When he moved to Al Nassr in January 2023, the Saudi Pro League went from being a retirement home for journeymen to a genuine destination worth debating. Sponsors followed, broadcast deals improved, and the league’s global audience grew in ways it hadn’t in decades. He has yet to win a title there, but the attention he brought was undeniable, and the same template is now sitting in Almeria’s inbox.

The deal itself has been a long time coming, at least in Ronaldo’s own mind.

He’d been watching Almeria for a while, partly because of his relationship with club president Mohamed Al Khereiji, the Saudi businessman who played a central role in taking the five-time Ballon d’Or winner to Riyadh back in 2022. The two have stayed close, and when SMC Group acquired the Andalusian club in May 2025, the conversations about Ronaldo’s involvement started almost immediately.

“He knows Spanish football very well and understands the potential of what we’re building here, both in the first team and in the academy,” Al Khereiji told Goal, when the deal was confirmed.

The club said he’ll sit on the board of directors through CR7 Sports Investments, the new sports-focused arm of his broader CR7 SA empire, which already spans hotels, gyms, fashion and technology.

At 41, still contracted to Al Nassr through June 2027 and expected to captain Portugal at what will likely be his sixth and final World Cup this summer, he’s doing club ownership and elite-level football at the same time.

Only a few people in the sport’s history have had the energy or the ambition to pull that off.

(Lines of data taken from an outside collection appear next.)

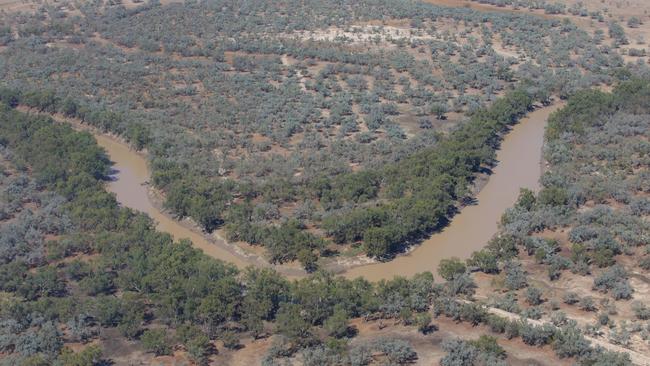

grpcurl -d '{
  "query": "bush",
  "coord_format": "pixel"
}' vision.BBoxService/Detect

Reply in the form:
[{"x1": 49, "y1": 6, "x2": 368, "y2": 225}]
[
  {"x1": 467, "y1": 250, "x2": 499, "y2": 274},
  {"x1": 505, "y1": 320, "x2": 520, "y2": 339},
  {"x1": 520, "y1": 323, "x2": 555, "y2": 346},
  {"x1": 55, "y1": 345, "x2": 103, "y2": 366},
  {"x1": 221, "y1": 330, "x2": 240, "y2": 350},
  {"x1": 552, "y1": 325, "x2": 590, "y2": 359},
  {"x1": 563, "y1": 292, "x2": 579, "y2": 305},
  {"x1": 324, "y1": 305, "x2": 351, "y2": 339},
  {"x1": 186, "y1": 334, "x2": 211, "y2": 366},
  {"x1": 486, "y1": 315, "x2": 508, "y2": 334},
  {"x1": 414, "y1": 312, "x2": 433, "y2": 334},
  {"x1": 373, "y1": 338, "x2": 417, "y2": 364},
  {"x1": 593, "y1": 265, "x2": 633, "y2": 300},
  {"x1": 550, "y1": 311, "x2": 568, "y2": 327},
  {"x1": 525, "y1": 287, "x2": 543, "y2": 306},
  {"x1": 578, "y1": 296, "x2": 597, "y2": 312},
  {"x1": 504, "y1": 261, "x2": 527, "y2": 290},
  {"x1": 140, "y1": 329, "x2": 171, "y2": 356},
  {"x1": 440, "y1": 339, "x2": 478, "y2": 366},
  {"x1": 522, "y1": 306, "x2": 543, "y2": 320},
  {"x1": 631, "y1": 301, "x2": 650, "y2": 320},
  {"x1": 438, "y1": 257, "x2": 466, "y2": 281},
  {"x1": 468, "y1": 335, "x2": 505, "y2": 359}
]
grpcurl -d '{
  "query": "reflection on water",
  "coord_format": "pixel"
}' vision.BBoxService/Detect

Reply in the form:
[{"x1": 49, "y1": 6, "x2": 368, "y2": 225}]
[{"x1": 92, "y1": 104, "x2": 560, "y2": 280}]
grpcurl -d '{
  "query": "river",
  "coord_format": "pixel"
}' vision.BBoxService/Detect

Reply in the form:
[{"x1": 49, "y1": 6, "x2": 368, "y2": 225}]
[
  {"x1": 344, "y1": 104, "x2": 562, "y2": 280},
  {"x1": 90, "y1": 104, "x2": 561, "y2": 281},
  {"x1": 92, "y1": 134, "x2": 251, "y2": 269}
]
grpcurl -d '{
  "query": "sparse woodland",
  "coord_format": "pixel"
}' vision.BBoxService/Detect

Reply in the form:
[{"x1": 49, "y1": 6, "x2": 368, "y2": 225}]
[
  {"x1": 0, "y1": 0, "x2": 648, "y2": 365},
  {"x1": 0, "y1": 0, "x2": 632, "y2": 268}
]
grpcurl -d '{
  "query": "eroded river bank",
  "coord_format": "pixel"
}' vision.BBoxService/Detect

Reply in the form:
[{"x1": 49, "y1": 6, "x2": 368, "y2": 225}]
[{"x1": 62, "y1": 103, "x2": 561, "y2": 281}]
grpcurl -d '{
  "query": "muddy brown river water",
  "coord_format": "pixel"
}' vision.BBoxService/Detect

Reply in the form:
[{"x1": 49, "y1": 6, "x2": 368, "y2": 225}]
[
  {"x1": 92, "y1": 134, "x2": 249, "y2": 269},
  {"x1": 91, "y1": 104, "x2": 561, "y2": 281},
  {"x1": 344, "y1": 104, "x2": 562, "y2": 280}
]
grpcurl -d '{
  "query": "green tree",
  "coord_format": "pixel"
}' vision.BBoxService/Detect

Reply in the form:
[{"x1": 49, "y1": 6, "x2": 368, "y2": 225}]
[
  {"x1": 515, "y1": 188, "x2": 536, "y2": 211},
  {"x1": 140, "y1": 329, "x2": 171, "y2": 356},
  {"x1": 468, "y1": 335, "x2": 505, "y2": 359},
  {"x1": 186, "y1": 334, "x2": 211, "y2": 366},
  {"x1": 414, "y1": 312, "x2": 433, "y2": 334},
  {"x1": 324, "y1": 305, "x2": 350, "y2": 338},
  {"x1": 275, "y1": 303, "x2": 313, "y2": 345},
  {"x1": 55, "y1": 345, "x2": 102, "y2": 366},
  {"x1": 438, "y1": 257, "x2": 466, "y2": 281}
]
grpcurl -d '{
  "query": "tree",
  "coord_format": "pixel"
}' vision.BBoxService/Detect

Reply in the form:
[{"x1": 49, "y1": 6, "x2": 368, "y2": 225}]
[
  {"x1": 55, "y1": 345, "x2": 103, "y2": 366},
  {"x1": 468, "y1": 335, "x2": 505, "y2": 359},
  {"x1": 186, "y1": 334, "x2": 211, "y2": 366},
  {"x1": 221, "y1": 330, "x2": 240, "y2": 350},
  {"x1": 504, "y1": 261, "x2": 527, "y2": 290},
  {"x1": 440, "y1": 339, "x2": 478, "y2": 366},
  {"x1": 520, "y1": 323, "x2": 555, "y2": 346},
  {"x1": 373, "y1": 338, "x2": 417, "y2": 364},
  {"x1": 414, "y1": 312, "x2": 433, "y2": 334},
  {"x1": 467, "y1": 249, "x2": 499, "y2": 274},
  {"x1": 525, "y1": 287, "x2": 543, "y2": 306},
  {"x1": 515, "y1": 188, "x2": 536, "y2": 211},
  {"x1": 79, "y1": 271, "x2": 114, "y2": 296},
  {"x1": 297, "y1": 248, "x2": 318, "y2": 273},
  {"x1": 552, "y1": 325, "x2": 590, "y2": 359},
  {"x1": 324, "y1": 305, "x2": 351, "y2": 338},
  {"x1": 93, "y1": 296, "x2": 123, "y2": 327},
  {"x1": 140, "y1": 329, "x2": 171, "y2": 356},
  {"x1": 430, "y1": 103, "x2": 448, "y2": 120},
  {"x1": 275, "y1": 303, "x2": 313, "y2": 345},
  {"x1": 438, "y1": 257, "x2": 466, "y2": 281}
]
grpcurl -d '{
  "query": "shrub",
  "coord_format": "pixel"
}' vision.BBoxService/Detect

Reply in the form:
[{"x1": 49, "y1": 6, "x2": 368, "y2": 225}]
[
  {"x1": 578, "y1": 296, "x2": 597, "y2": 312},
  {"x1": 550, "y1": 311, "x2": 568, "y2": 327},
  {"x1": 221, "y1": 330, "x2": 240, "y2": 350},
  {"x1": 505, "y1": 320, "x2": 520, "y2": 339},
  {"x1": 552, "y1": 325, "x2": 590, "y2": 359},
  {"x1": 56, "y1": 345, "x2": 103, "y2": 366},
  {"x1": 440, "y1": 339, "x2": 477, "y2": 366},
  {"x1": 593, "y1": 265, "x2": 633, "y2": 300},
  {"x1": 520, "y1": 323, "x2": 555, "y2": 346},
  {"x1": 522, "y1": 306, "x2": 543, "y2": 320},
  {"x1": 438, "y1": 257, "x2": 467, "y2": 281},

For Almeria, the timing is everything. The club was relegated from La Liga in 2023-24, dropped into the second tier and has been rebuilding under head coach Rubi ever since.

They are third in the Liga Hypermotion table with 49 points from 28 games, four points off the automatic promotion places, chasing a return to the top flight that feels very different now that Ronaldo’s name is on the ownership papers.

Cristiano Ronaldo’s stake at Almeria comes with a lot of commercial leverage
Cristiano Ronaldo’s stake at Almeria comes with a lot of commercial leverage

The commercial leverage this brings is hard to overstate. Sponsors who’d never looked at a Segunda side are now looking. Broadcasters who’d never scheduled an Almeria game are now paying attention. The 18,331-seat Power Horse Stadium, which has never hosted a night anything like what's coming if promotion goes through, is going to feel very different next season if Rubi’s side can hold their position.

There's a version of this story where it’s simply about a billionaire, which Ronaldo became last October according to Bloomberg’s Billionaires Index with a net worth estimated at $1.4 billion, adding another asset to a growing portfolio. And that version isn’t wrong.

But it’s also incomplete, because Ronaldo’s relationship with football has never been purely transactional.

He came up the hard way, from Madeira to Sporting Lisbon to Manchester United to Real Madrid, collecting records and trophies at every stop, and the idea that he would step back from the sport the moment he stopped playing was always unlikely.

Ownership is just the next arena, and Almeria is just the next stage.